San Francisco has made numerous moves to resist the Trump administration. We’ve declared ourselves a sanctuary city numerous times. We were the first city to sign preemptive legislation condemning the creation of a Muslim registry. Our attorney general, Dennis Herrera, has even sued the Trump administration for threatening to pull federal funding from sanctuary cities.
The Foghorn stands behind these previous decisions to resist Trump. They are rooted in legality and do not infringe on anyone’s personal liberties. However, San Francisco’s latest proposal to ban contractors who are in any way involved in the southern border wall from gaining San Francisco city contracts is a step too far. The staff of the Foghorn agrees with this anti-wall sentiment, but feels this proposition is unfair to contractors, construction companies, and the people of San Francisco.

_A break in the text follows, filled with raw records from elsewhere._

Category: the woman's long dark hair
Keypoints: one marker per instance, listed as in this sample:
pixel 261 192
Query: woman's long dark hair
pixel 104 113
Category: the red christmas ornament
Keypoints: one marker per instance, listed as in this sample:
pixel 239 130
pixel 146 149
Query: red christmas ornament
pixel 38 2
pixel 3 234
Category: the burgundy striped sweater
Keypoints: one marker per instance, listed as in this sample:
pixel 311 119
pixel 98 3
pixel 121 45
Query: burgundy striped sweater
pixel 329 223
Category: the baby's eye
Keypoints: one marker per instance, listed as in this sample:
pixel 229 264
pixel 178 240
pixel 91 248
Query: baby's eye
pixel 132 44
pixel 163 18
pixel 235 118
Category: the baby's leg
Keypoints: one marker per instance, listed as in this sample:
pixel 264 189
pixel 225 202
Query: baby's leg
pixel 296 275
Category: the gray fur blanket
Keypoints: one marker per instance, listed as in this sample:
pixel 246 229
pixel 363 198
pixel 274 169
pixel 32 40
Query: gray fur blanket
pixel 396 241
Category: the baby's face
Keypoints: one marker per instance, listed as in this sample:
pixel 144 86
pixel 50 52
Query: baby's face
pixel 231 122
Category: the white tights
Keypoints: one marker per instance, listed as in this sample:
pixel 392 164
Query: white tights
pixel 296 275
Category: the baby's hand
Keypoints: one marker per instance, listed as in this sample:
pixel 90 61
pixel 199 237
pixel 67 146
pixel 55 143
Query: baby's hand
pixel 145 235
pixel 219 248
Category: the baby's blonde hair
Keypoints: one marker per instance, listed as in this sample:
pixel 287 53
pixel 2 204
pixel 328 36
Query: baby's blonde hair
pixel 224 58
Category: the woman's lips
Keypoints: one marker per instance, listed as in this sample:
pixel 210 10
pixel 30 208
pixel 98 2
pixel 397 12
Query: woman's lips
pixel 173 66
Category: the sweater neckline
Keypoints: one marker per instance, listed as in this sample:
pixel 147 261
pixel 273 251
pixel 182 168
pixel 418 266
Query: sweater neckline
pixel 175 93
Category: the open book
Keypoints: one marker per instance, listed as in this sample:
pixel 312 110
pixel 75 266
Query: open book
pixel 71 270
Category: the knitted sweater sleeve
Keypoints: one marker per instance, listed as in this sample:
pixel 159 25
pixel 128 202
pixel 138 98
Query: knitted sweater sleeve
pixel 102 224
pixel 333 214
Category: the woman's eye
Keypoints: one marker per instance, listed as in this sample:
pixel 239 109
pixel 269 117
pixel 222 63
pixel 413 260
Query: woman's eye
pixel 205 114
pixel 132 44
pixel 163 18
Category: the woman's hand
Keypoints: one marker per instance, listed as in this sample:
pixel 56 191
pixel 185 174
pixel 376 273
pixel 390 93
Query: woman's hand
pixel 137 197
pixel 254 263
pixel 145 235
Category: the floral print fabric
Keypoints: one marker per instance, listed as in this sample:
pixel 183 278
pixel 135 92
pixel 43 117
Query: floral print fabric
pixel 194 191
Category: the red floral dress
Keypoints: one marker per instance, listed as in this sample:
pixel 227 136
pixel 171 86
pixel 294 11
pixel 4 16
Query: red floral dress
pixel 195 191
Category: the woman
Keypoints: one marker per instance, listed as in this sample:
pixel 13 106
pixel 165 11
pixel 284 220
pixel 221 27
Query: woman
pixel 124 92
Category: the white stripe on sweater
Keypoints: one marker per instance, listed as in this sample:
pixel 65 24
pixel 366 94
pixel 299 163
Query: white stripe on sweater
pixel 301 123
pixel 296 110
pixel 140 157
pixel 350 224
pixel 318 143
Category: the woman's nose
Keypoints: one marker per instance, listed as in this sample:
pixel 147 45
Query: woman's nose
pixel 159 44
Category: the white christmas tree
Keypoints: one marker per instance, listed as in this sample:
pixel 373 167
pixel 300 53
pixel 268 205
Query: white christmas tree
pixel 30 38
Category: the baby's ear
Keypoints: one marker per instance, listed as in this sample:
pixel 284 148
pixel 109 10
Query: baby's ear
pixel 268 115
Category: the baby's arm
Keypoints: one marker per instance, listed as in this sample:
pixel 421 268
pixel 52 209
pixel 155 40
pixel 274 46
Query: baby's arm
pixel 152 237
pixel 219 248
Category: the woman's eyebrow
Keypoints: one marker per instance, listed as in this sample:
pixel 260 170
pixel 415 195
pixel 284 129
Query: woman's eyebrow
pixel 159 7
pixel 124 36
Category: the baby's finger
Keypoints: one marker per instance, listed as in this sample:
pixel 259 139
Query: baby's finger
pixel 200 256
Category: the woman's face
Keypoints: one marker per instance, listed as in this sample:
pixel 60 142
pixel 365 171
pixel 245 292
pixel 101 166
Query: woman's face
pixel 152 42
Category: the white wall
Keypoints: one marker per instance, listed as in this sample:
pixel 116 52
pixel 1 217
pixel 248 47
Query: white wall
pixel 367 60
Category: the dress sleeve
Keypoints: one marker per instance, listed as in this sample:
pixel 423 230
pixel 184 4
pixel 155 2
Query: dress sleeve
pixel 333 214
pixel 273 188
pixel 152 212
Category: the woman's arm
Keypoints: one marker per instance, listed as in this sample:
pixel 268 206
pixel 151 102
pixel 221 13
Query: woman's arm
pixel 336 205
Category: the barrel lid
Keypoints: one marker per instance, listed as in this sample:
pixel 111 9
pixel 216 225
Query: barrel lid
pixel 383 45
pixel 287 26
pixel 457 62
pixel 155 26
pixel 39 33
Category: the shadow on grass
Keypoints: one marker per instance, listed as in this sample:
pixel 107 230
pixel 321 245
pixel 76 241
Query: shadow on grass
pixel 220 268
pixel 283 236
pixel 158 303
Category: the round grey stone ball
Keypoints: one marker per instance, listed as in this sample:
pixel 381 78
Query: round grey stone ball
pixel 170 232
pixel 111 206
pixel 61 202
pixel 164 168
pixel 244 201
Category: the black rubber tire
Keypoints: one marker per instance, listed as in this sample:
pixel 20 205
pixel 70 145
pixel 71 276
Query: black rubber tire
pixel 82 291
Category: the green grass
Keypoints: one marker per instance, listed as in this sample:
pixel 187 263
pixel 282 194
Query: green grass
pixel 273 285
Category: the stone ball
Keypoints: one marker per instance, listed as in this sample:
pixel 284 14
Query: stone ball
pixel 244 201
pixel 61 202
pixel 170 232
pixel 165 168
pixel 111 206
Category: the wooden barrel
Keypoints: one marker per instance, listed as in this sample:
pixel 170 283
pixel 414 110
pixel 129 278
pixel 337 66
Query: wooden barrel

The wall is a symbol of irrational anti-immigrant anger and is an atrocious waste of federal resources and taxpayer money. This is a belief we will strongly defend and unanimously stand behind. But we also recognize the safety concerns that come with construction projects, the importance of government representing their constituents and the political freedom of these construction companies. Therefore, while the Foghorn is vehemently opposed to building Trump’s wall, we feel San Francisco has overstepped its bounds in blocking construction companies who even bid on building such a wall.
The city of San Francisco has two big construction projects in the near future: a $1.1 billion terminal expansion at San Francisco International Airport and $860 million plan with SFMTA to help construct a subway extension to Chinatown. These are two major projects that will impact millions of people. The people of San Francisco deserve the best possible contractors for these projects. When the safety of human beings is involved, we feel that political beliefs sit on the backburner.
Because San Francisco is a city in the United States, it is tasked with democratically representing its constituents. There might be workers and contractors who voted for President Trump and think border security is a national priority. If they are blacklisted from major city contracts, they are being economically punished for their political beliefs. Banning construction companies for even bidding on Trump’s wall is a bold stance to take without an official vote. If San Francisco were to draft a proposition for voters to decide this issue, then this would be a different story.
The Foghorn opposes the construction of a wall separating Mexico and the US. We welcome opposition to the wall. However, we want it to be done legally and to be fair to all constituents. We recognize the difference between PR stunts and legitimate moral stands. A plan to block city contracts to companies who bid on Trump’s wall feels more like the former.